The El Paso Times has a longer article in today’s paper regarding the moratorium resolution. It points out that District Attorney Jaime Esparza sent someone to plead with the Commissioners Court not to pass the moratorium resolution, but the commissioners ignored his argument and passed it anyway. A few years ago, the Commissioners Court passed a similar moratorium resolution, but one week after it passed Esparza got them to reverse it. This time it looks like it will not be reversed. The big difference this time may have been the three cases of innocent people being executed that have come to light in the past two years: Ruben Cantu in San Antonio, Cameron Todd Willingham in Corsicana and Carlos De Luna in Corpus Christi. The crisis in the Texas death penalty system has reached epic proportions. People are willing to support a moratorium now, because they want to be sure that innocent people are not at risk of execution.
Powerful testimony from a former death-row inmate and the several family members of murder victims about justice gone awry and forgiveness preceded the El Paso County Commissioners Court’s 4-1 vote Monday for a resolution against the death penalty.

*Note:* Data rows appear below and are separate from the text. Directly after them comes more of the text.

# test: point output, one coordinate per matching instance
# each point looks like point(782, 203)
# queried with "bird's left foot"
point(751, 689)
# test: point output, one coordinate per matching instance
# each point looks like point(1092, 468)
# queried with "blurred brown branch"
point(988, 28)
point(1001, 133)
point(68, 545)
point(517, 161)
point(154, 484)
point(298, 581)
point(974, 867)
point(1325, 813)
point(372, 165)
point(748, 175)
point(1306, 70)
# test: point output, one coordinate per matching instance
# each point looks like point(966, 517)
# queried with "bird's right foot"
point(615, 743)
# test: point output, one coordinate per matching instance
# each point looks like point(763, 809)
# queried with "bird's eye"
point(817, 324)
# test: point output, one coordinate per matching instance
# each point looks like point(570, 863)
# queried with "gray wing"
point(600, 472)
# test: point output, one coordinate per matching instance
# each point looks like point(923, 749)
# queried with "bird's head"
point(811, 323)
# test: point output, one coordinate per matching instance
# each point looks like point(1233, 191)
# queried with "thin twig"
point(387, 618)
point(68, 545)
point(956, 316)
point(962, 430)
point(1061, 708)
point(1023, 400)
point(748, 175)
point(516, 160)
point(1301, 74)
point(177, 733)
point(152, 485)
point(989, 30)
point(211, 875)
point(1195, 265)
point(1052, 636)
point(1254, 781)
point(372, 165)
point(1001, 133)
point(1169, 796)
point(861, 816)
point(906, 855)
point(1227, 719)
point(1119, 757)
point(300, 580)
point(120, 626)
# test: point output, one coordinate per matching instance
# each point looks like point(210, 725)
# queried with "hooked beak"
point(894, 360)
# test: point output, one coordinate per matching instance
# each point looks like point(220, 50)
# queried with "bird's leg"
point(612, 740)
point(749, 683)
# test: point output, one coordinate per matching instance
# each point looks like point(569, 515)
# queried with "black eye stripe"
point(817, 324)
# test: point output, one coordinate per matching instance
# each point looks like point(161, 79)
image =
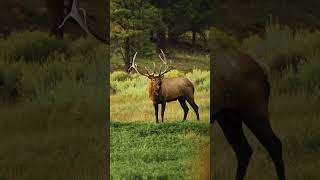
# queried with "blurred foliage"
point(49, 73)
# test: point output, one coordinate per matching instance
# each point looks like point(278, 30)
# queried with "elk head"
point(155, 79)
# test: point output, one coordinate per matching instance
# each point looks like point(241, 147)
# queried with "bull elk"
point(240, 94)
point(163, 90)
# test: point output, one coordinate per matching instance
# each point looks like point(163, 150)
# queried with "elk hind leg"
point(261, 128)
point(232, 129)
point(194, 107)
point(184, 106)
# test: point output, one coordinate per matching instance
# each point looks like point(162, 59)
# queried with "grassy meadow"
point(51, 120)
point(294, 68)
point(175, 149)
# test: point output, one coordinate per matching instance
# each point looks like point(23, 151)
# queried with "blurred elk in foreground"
point(240, 95)
point(163, 90)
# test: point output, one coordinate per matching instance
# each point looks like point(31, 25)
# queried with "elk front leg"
point(163, 108)
point(156, 112)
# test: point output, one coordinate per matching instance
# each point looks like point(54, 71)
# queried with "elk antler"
point(167, 67)
point(135, 67)
point(82, 21)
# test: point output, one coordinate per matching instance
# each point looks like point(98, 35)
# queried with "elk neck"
point(154, 89)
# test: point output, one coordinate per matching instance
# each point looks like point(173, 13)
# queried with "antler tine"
point(74, 13)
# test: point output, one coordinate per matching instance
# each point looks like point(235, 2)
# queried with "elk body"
point(240, 95)
point(163, 90)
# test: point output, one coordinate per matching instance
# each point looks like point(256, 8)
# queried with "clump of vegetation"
point(221, 39)
point(28, 73)
point(282, 48)
point(31, 47)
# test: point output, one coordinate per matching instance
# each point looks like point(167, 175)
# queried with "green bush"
point(31, 46)
point(120, 76)
point(282, 48)
point(306, 79)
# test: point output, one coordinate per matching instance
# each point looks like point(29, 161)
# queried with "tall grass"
point(52, 116)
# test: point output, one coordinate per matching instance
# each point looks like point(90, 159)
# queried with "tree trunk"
point(161, 40)
point(194, 36)
point(127, 57)
point(172, 35)
point(55, 10)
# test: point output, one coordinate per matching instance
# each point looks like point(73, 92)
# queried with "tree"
point(55, 10)
point(131, 22)
point(187, 15)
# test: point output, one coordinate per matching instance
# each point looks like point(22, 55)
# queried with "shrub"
point(282, 48)
point(306, 79)
point(120, 76)
point(220, 39)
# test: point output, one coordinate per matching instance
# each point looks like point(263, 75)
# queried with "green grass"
point(166, 151)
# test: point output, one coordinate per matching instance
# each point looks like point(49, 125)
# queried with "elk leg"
point(163, 108)
point(156, 112)
point(261, 128)
point(194, 107)
point(232, 129)
point(184, 107)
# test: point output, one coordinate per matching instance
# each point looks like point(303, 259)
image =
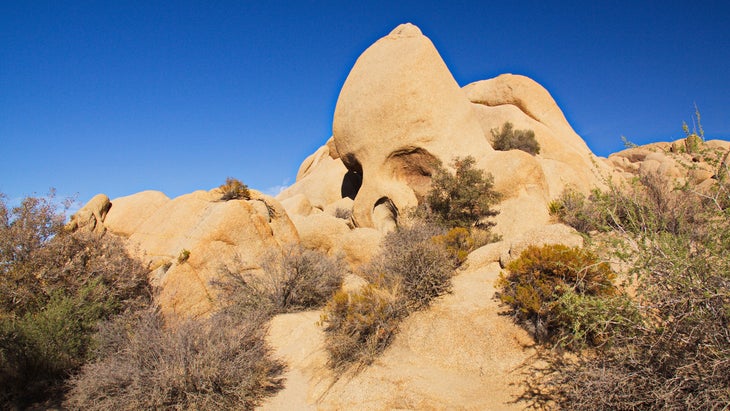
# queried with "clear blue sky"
point(124, 96)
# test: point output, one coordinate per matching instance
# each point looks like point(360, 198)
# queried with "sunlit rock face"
point(400, 112)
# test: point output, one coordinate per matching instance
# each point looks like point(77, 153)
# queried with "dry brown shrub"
point(221, 363)
point(359, 325)
point(293, 279)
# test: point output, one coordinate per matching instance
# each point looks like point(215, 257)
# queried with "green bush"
point(546, 283)
point(463, 199)
point(219, 363)
point(412, 262)
point(359, 325)
point(510, 139)
point(650, 203)
point(55, 289)
point(234, 189)
point(675, 353)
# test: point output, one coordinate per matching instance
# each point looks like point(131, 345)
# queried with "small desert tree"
point(55, 289)
point(464, 198)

The vote made El Paso County the second Texas county behind Austin’s Travis County to endorse the resolution, which actually calls for a moratorium on executions until a commission studies the administration of the death penalty.
Carmen Velasquez told how her brother, Raymond, became a probation officer and was tortured and murdered at the age of 34 in 1990.

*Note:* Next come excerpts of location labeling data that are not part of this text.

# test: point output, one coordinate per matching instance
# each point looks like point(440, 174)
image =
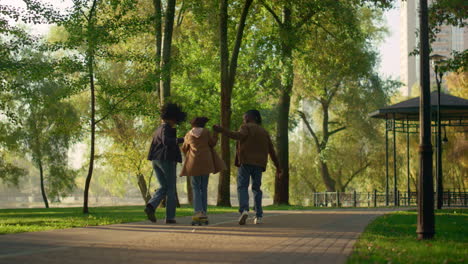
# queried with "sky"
point(389, 49)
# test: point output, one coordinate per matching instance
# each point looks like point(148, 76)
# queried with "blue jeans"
point(166, 175)
point(200, 193)
point(243, 179)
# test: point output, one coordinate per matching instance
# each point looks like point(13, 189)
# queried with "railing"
point(380, 199)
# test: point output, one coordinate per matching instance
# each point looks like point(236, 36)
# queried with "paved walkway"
point(318, 236)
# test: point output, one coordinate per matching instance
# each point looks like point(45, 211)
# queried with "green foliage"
point(34, 220)
point(392, 239)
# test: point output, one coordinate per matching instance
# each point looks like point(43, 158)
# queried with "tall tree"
point(163, 46)
point(228, 69)
point(339, 65)
point(295, 15)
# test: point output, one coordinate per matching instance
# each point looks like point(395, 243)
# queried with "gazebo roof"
point(451, 108)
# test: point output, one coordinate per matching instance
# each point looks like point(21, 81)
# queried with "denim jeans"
point(166, 175)
point(244, 173)
point(200, 193)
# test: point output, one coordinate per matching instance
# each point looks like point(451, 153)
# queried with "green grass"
point(392, 239)
point(33, 220)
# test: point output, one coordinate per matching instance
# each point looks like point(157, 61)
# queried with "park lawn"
point(392, 239)
point(41, 219)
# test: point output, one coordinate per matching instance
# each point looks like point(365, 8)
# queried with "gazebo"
point(403, 117)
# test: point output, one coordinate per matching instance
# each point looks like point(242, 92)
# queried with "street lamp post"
point(437, 62)
point(425, 227)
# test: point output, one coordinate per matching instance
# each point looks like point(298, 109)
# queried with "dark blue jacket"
point(165, 144)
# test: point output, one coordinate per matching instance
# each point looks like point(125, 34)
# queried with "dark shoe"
point(171, 221)
point(150, 214)
point(243, 217)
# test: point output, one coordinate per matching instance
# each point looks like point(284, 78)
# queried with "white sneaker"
point(258, 220)
point(243, 218)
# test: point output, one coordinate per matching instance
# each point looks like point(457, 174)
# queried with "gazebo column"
point(408, 164)
point(395, 183)
point(386, 163)
point(425, 228)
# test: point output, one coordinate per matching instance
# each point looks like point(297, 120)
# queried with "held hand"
point(217, 128)
point(279, 171)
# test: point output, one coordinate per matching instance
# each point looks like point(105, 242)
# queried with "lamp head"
point(438, 60)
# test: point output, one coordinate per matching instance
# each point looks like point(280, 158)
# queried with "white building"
point(450, 38)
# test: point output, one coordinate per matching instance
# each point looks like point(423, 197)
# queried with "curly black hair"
point(173, 112)
point(199, 121)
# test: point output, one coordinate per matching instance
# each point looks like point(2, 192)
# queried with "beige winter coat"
point(200, 156)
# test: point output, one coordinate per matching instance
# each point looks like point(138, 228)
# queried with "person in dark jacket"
point(253, 147)
point(164, 154)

“It has taken me decades to realize there is no peace in someone else’s death,” she said.
Juan Roberto Melendez, 65, said he spent nearly 18 years in hellish conditions on Florida’s death row before a copy of another man’s confession to the crime was found in the prosecutor’s files, where it had been for a year before Melendez was sentenced to die.

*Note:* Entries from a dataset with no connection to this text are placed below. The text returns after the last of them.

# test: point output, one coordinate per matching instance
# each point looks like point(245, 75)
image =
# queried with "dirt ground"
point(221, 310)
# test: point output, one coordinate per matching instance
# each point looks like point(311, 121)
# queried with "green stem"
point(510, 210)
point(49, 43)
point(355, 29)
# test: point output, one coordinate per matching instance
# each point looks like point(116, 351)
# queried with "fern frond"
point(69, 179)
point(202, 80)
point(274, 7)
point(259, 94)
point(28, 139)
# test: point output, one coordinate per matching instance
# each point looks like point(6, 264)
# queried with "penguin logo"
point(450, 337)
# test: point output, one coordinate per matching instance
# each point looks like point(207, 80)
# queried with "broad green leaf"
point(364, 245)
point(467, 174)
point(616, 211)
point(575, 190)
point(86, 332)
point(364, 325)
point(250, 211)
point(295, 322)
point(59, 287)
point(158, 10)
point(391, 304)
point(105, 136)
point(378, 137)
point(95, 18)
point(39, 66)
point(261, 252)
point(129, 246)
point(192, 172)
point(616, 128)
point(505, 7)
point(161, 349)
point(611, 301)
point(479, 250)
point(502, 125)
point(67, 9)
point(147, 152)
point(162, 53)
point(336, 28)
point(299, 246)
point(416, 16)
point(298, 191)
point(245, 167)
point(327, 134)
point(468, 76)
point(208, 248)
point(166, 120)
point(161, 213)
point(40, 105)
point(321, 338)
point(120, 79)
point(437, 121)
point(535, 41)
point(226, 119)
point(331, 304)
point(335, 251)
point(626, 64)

“It happens all the time,” he said of prosecutorial misconduct.
El Pasoan John Tures, husband of Carol Tures, who has campaigned for a moratorium for years, read a supporting letter from former Bexar County District Attorney Sam Milsap. He said he used to be a strong supporter of capital punishment but turned against it after learning than an executed man he convicted was innocent.
District Attorney Jaime Esparza’s first assistant, Marcos Lizarraga, pleaded with commissioners to not approve the measure, saying it stands little chance of broad approval in Texas but will put doubt in the minds of El Paso jurors in murder cases.
“I’m worried that with this resolution, people will think what we do as part of our job is wrong,” he said.
And while the resolution calls for a moratorium on executions, Lizarraga said, Commissioners Court would actually be taking a stand against the death penalty for the worst crimes.
Commissioner Larry Medina told Lizarraga he was right.
“The state has no business in the revenge business,” Medina said.
Commissioner Miguel Terán said part of the problem is that money buys justice and more money buys more justice.
“We live in a racist society that condemns people on the basis of the color of their skin,” he said.
County Judge Dolores Briones said she supported the resolution because she is pro-choice on abortion, while Commissioner Dan Haggerty said he would oppose it because he is pro-life.